1
Mon cher grand-père que je n'ai pas connu, je t'écris cette lettre que tu ne recevras jamais. A moins que je ne te la porte moi-même au pays de l'envers du décor, là où les vivants apprennent à être des morts. Au pays de l'au-delà des nuages, pour nous qui, en bas, croyons, depuis plus de 2000 ans, que ces choses là se passent au ciel. Peu importe, où que tu sois, j'en fais le serment, j'irai jusqu'à toi.
Je dois te dire que ça en a pris du temps pour retrouver ta trace. Tu ne nous as pas facilité la tâche. Une date de naissance. Un lieu de naissance. Un nom de village. Pas davantage. Pas de date de mort. Pas de tombe. Pas de cimetière connu pour le grand-père inconnu.
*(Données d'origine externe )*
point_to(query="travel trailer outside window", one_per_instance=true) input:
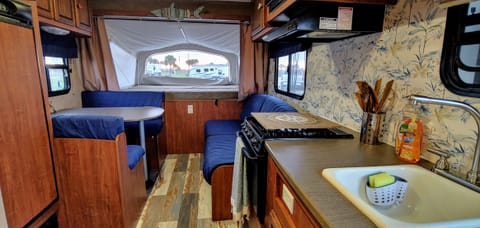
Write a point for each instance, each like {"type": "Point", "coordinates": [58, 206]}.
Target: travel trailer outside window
{"type": "Point", "coordinates": [290, 73]}
{"type": "Point", "coordinates": [460, 68]}
{"type": "Point", "coordinates": [58, 75]}
{"type": "Point", "coordinates": [188, 64]}
{"type": "Point", "coordinates": [154, 53]}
Au sud du Sud, une île italienne, la Sardaigne, qu'à cela ne daigne. La Corse est bien une île française. Un village de montagne. Une année : 1896. Un jour et un mois de naissance : 8 mars.
J'ai voulu refaire le chemin qui a dû être le tien. Je suis venu remettre mes pas dans tes pas. Point de départ : le village. Ton village. Ce village qui s'appelle toujours Fluminimaggiore. Littéralement, textuellement, Fleuve majeur. Fluminimaggiore. Tout près de Buggerru, là où il y a la mine. Une mine riche en minerai de plomb et de zinc. Destin tout tracé des enfants des pauvres gens. Paradoxe sublime : du fleuve majeur partaient, à pied, des bataillons de mineurs. Dans le double sens du terme. Aucune autre alternative pour une existence humaine de ce temps-là. Pas de mode majeur. Même en étant né à Fluminimaggiore. Condamné, dès l'enfance, à vivre sa vie en mode mineur.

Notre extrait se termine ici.